Mimetic Theory and Facebook (April 20, 2018)
After steadfastly resisting for many years, I joined facebook a few weeks ago. We wanted to set up a facebook group for our church, and in order to be one of the moderators of the group, I had to set up a facebook account.
All I can say is “Wow!”
Not in a good way.
These last few weeks have convinced me even more that so much of social media is a complete and unadulterated waste of time.
I learned very quickly to ignore most of what I read. Much of it is inane. Much of it asks me to post more about myself than I’m comfortable doing. Some of it is people passing on “news feeds” which even the least amount of research will show that much of it is false. Other people post memes in a failed attempt at some kind of public discourse. And then there are the ads.
I’ve discovered that only about 1% of the stuff is worth reading, or liking, or sharing.

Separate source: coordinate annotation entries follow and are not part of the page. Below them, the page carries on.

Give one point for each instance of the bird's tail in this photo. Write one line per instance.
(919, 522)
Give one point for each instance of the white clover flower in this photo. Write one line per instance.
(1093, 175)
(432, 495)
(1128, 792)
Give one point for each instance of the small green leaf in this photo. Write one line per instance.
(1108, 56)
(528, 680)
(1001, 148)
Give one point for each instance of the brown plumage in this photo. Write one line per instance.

What particularly strikes me is reading through some posts and then clicking on the comments. The current pipeline debate is a good case in point. Person A posts a meme about how safe (or how dangerous) the proposed Kinder Morgan pipeline will be, and urges everyone to support the efforts to build (or deny) the pipeline. Then the comments start. Much of the “debate” (I put it in air quotes because much of what is written in the comments can’t really be called a debate) is not about the merits of the pipeline, but about the character of the person who posted the original post.
In Latin, this is called an ad hominem attack. It’s a strategy which is used to avoid genuine engagement with the topic at hand; instead you attack the character, motive or other attribute of the person making the argument. We often see ad hominem attacks used by people opposed to religion; instead of debating the merits of faith, they attack people of faith as being weak–willed or weak–minded, or simply unable to deal with the reality of life and therefore seek a false consolation in their faith.
We’ve seen Donald Trump use this kind of attack as he tweets to vilify those who disagree with him.
Why do we do this kind of thing? Why use this kind of strategy?
Here’s where mimetic theory becomes useful. Mimetic theory was developed by Rene Girard (1923–2015). A French historian, anthropologist, literary critic, and philosopher of social science, Girard’s genius lay in noticing something vitally important and seemingly obvious but which had never before been recognized as important.
Girard developed what he called “mimetic theory” after the Greek word mimesis, which means “imitative” or “mimicy”. The theory is based on what the observable human tendency to either imitate others or to want what others have. Girard observed this across many different cultures.
Human beings naturally imitate the desires of other people. Have you noticed that? Obvious, isn’t it? We are all of us mimetic creatures, people who imitate others or want what they have.
One of the most obvious areas in which we can see this is in the advertising industry which works to activate our mimetic desire, with demonstrated success.
We also see mimetic desire operate in the use of violence. Certainly in physical violence—if you hit me, I’ll hit you back. The same thing with verbal violence—if you attack me, I’ll counter–attack. If you say something negative about me, I will naturally respond by saying something negative about you or your family or your faith or your …. well, you fill in the blank. “Oh yeah? So’s your momma!”
And so the cycle continues. It happens at an individual level. It also happens at provincial or national levels. Just witness the verbal battles between John Horgan and Rachel Notley about the pipeline. Or the comments section on facebook.
And so it continues.
Until someone stops the cycle.
Until someone apologizes.
Until someone does something to make it right.
Donald Trump (and tons of other politicians) claim to follow Jesus. But their words and actions betray them. They don’t seem very Christ–like to me. You know, like the Donald who says “Get even with people. If they screw you, screw them back 10 times as hard. I really believe that.” Because surely you remember that passage in the gospels where Jesus says, “If someone slaps you on the cheek, slap that clown on the other cheek even harder!”
Well not really. The Jesus I (imperfectly) try to follow teaches us to turn the other cheek … to walk the second mile … to love our enemies.
Here’s the value of mimetic theory. It claims that we will always imitate someone. That’s why Jesus says, “Follow me.” He knew that we need a model.
I understand that it’s hard not to fall into the cycle of violence. When you back down, they’ll just come after you harder. They’ll rub it in your face.
But, if we keep doing that, the cycle never stops. Violence escalates.
The way of Jesus stops the cycle in its tracks.
And I know that’s the way I want to try and live.